Dear Love Doctor

How Do I Get A Man I Fancy To Be Friends Or More? Please Help Me Love Doctor

Why not send former Kingston-resident Love Doctor your relationship queries? Use the form to submit your question(s).

Question:

I met an amazing man at work and we became close friends. Because he was going through a separation with his partner he explained that he did not want to be with me romantically.

I have kept in communication because I want his friendship, but he has been very cold towards me over the past six months and now asked for space. Do I need to walk away or can I salvage this relationship because to me he is the love of my life?

  

Ash, Bristol, Trelawny

Love Doctor’s Answer:

Love Doctor MontiTo be the real love of your life means that you are in a meaningful partnership, which amounts to both a romantic relationship and a solid friendship.

From the information you have relayed you are clearly not a couple, as you do not enjoy mutual attraction with this “amazing man” that you met at work.

Your flirting behind the hidden agenda of friendship sadly never obtained the results you desired of becoming more than friends, so treat this as a learning curve instead of chasing him like you are infatuated.

He has continuously pushed you away, initially as a potential romantic partner that you claim was because of his circumstances, and for the past six months as it appears that his attraction for you does not exist.

It really does sound like you are hitting your head against a brick wall. My advice is that you need to have just one more throw of the dice by revealing your cards and explaining that you have romantic feelings towards him. At least you can then move forwards rather than wasting any more time.

As he asked you for some space, and spent the past six months not being as friendly as you would like, then the odds are high that he has another romantic interest. If he chooses to ignore you still then I urge you to call time on him and instead focus on a man who could appreciate you. One-way relationships will never blossom.

  

To be frank you will appear needy and desperate, meaning that he will never fully respect you, if you persist in trying to strike up a friendship or more. Once the respect is absent from a relationship then it is doomed.

Yet should he succumb to your charms and decide that there could be a romantic relationship then please ensure you do not simply become his sexual partner only, because the mind requires simulation too if you are to genuinely grow as a couple.

My advice is that if you can garner his attention then you will require a soft approach to start building back the friendship. Inject some occasional small talk as the first step towards becoming his friend, which will establish a basic level of trust.

You can build up a meaningful rapport in numerous ways, such as discussing common interests or disclosing something interesting about you. By gradually speaking to him and not throwing yourself into a fully blown relationship will make you more socially attractive to him.

The next step is go out together to explore your mutual interests, ideally something physical such as dancing, playing sport or swimming, because these activities will release endorphins that will enhance pleasure and reinforce your social attachment.

Flirting skills, and showing him signs that you want to be more than friends, is next. Use open body language, smile and be attentive.  

Click here to get some flirting skills

If you can make him feel good around you then the next stage of building a long-term relationship is to get both your friends and his to become supportive of your potential romantic relationship.

To achieve this you both need to be there for each other emotionally, physically and spiritually.

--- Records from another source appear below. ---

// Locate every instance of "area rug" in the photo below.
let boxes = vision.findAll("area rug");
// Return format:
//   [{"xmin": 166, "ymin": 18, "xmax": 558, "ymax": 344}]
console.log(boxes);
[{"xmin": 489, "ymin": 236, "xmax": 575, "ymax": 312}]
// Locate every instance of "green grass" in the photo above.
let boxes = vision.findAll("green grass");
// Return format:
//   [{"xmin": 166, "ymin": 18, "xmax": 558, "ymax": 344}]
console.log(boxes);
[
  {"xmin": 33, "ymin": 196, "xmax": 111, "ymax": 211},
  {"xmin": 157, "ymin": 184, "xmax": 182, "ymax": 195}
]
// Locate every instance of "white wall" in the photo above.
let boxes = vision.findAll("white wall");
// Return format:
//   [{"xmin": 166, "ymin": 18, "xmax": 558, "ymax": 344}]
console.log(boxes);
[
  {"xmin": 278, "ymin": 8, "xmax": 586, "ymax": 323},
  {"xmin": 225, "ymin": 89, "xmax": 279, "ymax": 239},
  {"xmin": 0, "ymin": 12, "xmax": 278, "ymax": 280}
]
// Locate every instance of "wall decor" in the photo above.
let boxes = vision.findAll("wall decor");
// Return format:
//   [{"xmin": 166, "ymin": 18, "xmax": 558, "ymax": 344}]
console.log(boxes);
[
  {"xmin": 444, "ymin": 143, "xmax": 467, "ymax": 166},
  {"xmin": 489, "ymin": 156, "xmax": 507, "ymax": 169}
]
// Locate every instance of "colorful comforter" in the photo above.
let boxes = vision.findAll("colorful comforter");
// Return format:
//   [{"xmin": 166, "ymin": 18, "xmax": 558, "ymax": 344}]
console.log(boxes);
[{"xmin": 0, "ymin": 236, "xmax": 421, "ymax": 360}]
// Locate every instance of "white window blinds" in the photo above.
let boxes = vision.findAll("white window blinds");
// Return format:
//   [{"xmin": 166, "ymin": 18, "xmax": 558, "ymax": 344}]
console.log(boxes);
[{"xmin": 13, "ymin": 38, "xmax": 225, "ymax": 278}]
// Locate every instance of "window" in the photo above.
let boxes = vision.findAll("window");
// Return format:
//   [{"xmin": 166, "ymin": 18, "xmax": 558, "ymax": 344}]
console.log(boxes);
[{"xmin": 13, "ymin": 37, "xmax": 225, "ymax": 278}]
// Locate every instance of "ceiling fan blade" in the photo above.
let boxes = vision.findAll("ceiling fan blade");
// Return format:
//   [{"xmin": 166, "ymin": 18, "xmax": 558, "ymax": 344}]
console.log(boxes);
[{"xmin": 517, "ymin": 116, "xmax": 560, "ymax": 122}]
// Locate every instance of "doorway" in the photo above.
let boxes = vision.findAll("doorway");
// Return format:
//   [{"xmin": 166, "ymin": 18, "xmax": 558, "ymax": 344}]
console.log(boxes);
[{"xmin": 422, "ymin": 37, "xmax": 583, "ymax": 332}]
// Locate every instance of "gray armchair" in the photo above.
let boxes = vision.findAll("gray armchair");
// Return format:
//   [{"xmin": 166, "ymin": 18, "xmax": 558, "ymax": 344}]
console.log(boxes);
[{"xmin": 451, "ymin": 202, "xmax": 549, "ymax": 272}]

A good partner will always help you better yourself and be supportive, because a healthy relationship is built over time and not about the overused terminology of “being soul mates”. 

  

True love goes way beyond feelings and words. Real love is about actions, especially respect, when you are together and the way that you bounce off each other to maintain confidence, self-esteem and optimism as partners.

However, my advice is that you should be prepared to call time on this relationship which appears to be over before it has even started. You may believe he is that someone special yet are unrealistic as he is not showing any romantic interest in you.

You deserve to have a man in your life to be committed enough to make you feel wonderful, so give him one last chance otherwise you should swiftly move on to find a suitor.